I recently had the opportunity to visit India for the first time. It was an eye opening experience, and one the more I reflect on, think will have a profound and long lasting influence in my life.
Yes, it is a crazy, exciting, scary, and at times smelly and dirty country. One with a long and rich history, indescribable craftsmanship, and some of the biggest, most challenging humanitarian and environmental issues of our time. Issues, I have pondered waiting in various airports, on camels backs and now here in the early hours of the morning trying to adjust back to Brisbane time. I have no answers of course. But it got me thinking. How should we think about big issues. How do political leaders or CEO’s of multinational corporations tackle the big issues, those that impact a vast amount of people, the environment and countries as a whole? And can we apply these principles to our own businesses, careers or personal lives? To tackle the issues where we can’t immediately see all the variables and possible outcomes for all involved.
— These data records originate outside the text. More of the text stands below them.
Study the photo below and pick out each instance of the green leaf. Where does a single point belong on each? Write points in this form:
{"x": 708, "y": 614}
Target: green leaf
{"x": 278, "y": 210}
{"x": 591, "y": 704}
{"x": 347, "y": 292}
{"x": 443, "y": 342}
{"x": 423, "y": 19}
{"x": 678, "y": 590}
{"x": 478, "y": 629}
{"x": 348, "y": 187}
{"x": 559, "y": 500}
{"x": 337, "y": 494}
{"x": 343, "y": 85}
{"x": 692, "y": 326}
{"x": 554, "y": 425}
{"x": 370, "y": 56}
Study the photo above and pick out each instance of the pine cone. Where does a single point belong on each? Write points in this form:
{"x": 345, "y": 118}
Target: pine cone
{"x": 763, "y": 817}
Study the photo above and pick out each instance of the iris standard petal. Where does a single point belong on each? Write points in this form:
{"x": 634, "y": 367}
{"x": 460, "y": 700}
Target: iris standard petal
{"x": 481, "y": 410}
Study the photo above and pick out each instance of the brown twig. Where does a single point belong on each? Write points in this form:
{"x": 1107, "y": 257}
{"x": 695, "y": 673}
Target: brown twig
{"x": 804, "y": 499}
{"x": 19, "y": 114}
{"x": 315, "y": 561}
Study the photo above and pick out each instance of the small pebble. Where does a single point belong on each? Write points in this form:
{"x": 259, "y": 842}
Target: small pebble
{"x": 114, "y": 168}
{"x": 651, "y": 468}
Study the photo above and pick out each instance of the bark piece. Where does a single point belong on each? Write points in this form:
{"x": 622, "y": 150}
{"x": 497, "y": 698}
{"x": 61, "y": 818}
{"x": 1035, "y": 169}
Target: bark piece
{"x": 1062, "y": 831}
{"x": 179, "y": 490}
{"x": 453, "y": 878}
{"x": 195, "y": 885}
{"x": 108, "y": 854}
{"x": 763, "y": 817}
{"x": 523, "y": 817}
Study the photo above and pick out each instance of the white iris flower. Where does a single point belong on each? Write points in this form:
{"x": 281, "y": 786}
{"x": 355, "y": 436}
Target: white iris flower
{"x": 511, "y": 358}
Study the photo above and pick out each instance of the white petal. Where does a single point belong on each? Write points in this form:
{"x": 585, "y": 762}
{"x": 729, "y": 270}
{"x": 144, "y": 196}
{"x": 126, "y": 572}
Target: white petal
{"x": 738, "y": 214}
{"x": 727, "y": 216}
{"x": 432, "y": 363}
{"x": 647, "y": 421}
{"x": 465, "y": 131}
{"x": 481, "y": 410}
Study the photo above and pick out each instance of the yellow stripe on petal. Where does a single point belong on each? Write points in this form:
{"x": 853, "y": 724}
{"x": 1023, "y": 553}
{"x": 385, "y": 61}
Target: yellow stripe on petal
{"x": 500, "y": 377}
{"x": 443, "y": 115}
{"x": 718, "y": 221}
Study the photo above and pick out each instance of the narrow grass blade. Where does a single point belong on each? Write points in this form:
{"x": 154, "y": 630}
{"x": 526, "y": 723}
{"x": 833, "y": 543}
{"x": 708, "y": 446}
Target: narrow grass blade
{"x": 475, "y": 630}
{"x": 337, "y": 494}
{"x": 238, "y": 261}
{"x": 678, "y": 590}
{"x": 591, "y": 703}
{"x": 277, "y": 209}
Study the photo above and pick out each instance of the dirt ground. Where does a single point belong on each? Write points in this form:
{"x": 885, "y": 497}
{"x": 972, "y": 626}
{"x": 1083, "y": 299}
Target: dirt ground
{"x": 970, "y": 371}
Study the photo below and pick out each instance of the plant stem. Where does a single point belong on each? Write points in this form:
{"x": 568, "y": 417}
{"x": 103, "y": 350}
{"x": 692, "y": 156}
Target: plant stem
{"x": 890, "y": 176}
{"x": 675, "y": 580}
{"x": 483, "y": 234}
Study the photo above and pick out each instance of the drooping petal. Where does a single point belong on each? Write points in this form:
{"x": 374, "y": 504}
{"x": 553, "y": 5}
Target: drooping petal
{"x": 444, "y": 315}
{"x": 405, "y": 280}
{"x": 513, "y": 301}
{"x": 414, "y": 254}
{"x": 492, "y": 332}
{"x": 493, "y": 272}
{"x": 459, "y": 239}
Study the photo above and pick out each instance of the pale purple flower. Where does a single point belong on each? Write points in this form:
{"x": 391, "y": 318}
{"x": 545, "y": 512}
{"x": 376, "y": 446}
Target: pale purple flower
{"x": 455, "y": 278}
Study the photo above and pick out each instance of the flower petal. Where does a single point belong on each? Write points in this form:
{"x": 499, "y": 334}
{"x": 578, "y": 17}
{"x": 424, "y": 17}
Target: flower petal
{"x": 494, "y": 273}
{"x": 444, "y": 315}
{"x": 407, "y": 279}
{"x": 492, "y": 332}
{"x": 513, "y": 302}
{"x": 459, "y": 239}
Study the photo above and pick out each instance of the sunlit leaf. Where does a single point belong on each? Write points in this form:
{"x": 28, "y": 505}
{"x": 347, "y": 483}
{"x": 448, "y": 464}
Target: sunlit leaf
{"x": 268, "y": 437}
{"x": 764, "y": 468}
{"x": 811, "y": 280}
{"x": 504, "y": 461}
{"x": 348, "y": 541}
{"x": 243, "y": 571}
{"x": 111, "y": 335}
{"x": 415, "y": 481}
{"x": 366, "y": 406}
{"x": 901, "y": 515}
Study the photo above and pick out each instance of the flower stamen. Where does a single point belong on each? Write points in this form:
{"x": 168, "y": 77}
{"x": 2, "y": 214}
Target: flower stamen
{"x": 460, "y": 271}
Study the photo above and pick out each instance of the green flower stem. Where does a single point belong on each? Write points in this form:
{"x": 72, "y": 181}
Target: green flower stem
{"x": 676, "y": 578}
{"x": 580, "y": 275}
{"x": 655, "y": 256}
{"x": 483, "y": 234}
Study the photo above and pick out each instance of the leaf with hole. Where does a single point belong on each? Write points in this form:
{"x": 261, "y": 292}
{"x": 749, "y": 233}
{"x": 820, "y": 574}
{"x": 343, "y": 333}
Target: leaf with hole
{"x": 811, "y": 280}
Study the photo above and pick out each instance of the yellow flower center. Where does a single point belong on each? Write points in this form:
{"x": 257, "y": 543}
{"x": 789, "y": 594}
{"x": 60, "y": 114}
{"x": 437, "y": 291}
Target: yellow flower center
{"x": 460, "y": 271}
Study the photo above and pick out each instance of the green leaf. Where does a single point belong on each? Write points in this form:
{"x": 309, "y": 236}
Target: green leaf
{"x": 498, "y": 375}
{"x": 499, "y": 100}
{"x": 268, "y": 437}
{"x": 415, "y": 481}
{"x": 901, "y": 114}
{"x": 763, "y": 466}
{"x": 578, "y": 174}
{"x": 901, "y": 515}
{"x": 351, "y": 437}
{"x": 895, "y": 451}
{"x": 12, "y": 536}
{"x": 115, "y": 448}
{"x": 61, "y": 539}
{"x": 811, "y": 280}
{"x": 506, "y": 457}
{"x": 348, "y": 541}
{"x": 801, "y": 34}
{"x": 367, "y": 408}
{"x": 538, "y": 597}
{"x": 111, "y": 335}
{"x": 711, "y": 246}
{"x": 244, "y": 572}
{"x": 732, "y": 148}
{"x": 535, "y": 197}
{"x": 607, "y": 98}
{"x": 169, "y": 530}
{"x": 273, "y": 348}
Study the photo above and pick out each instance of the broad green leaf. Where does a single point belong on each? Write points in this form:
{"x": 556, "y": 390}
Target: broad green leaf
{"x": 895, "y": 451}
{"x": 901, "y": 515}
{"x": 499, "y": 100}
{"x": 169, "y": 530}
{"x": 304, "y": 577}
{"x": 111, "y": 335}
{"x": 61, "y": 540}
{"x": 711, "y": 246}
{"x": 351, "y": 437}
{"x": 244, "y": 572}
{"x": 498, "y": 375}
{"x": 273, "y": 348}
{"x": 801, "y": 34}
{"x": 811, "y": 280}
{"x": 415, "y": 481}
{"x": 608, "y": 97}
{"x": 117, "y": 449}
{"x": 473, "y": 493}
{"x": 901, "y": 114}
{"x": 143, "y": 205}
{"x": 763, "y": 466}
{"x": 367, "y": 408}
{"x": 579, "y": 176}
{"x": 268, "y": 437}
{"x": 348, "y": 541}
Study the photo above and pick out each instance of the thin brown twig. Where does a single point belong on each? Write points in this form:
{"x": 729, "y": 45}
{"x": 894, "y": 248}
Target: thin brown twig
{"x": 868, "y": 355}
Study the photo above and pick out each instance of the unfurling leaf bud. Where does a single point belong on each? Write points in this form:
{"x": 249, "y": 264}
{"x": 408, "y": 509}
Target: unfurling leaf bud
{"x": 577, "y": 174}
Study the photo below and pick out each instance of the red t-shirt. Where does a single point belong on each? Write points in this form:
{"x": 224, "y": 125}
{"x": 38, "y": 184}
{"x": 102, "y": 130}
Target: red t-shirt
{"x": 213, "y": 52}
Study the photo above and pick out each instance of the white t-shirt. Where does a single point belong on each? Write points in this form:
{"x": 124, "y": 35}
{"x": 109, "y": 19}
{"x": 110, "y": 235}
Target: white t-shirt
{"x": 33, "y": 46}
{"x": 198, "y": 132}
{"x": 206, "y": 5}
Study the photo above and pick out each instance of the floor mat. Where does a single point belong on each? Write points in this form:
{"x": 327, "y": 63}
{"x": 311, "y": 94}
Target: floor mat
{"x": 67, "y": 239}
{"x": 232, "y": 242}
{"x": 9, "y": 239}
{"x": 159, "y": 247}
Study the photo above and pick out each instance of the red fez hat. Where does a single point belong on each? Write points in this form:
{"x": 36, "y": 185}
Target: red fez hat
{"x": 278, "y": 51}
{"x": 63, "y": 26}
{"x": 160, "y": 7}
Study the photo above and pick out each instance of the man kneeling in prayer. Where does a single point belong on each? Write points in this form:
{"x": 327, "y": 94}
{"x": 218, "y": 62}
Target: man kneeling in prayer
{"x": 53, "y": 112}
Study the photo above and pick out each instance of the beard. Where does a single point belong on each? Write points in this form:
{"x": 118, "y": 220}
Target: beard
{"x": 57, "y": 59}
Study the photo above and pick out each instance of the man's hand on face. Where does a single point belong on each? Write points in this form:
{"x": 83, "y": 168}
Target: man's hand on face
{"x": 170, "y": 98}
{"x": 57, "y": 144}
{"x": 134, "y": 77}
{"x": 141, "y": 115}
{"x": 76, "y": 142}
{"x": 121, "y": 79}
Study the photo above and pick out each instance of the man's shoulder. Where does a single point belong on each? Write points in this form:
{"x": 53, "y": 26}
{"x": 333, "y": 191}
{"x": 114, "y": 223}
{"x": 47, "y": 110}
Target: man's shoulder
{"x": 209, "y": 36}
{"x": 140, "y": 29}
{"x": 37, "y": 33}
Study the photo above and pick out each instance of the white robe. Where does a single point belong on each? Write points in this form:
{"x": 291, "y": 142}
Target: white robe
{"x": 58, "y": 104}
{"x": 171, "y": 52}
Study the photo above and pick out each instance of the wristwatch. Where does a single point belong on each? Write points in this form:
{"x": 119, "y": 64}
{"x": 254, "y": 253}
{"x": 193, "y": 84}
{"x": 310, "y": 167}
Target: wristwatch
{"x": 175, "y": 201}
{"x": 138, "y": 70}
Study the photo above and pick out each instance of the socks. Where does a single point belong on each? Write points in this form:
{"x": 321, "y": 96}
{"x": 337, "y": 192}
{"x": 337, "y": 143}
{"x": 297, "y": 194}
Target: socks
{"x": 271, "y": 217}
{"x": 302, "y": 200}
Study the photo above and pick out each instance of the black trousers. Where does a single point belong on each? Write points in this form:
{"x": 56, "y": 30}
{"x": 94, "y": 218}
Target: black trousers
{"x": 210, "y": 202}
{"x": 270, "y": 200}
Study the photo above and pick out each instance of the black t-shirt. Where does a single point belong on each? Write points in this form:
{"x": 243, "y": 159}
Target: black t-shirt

One answer may be systems thinking, an approach that sees things holistically and interconnected. An approach that sees the “problem” as part of an overall system and not an isolated issue.
This way of thinking comprises many different elements, but essentially tries to focus on;
- What is under our control and what is not. We should not focus on things that we can not control
- To view the “big picture” in order to view the system of relationshipsthat link the component parts
- To identify causality & how a behaviour is generated. To look at how one variable affects another, not just that they do affect each other, to recognise that there is a web of relationships within a system that are all interdependent
- To recognise that causality does not just run in one direction, but that an ‘effect’ usually feeds back to influence on the cause (see below for an example of such a feedback loop)
Illustration of a feedback loop
Thinking about complex issues, requires, well complex thinking. Its not about hit and miss whiteboarding, finding a quiet spot or a creative space. Complex thinking requires a framework, discipline, practice and reflection. Occam’s razor will tell you that among competing hypothesis, the one with the few assumptions should be selected. That other more complicated solutions may ultimately prove correct, but in the absence of certainty, the fewer assumptions made the better. But tread carefully, “for every complex problem there is an answer that is clear, simple and wrong” (Mencken).
As I said before, I don’t have the answers to the issues India faces, nor have I got all the answers to the issues I face in my professional and business life. But I do now have new way of approaching them.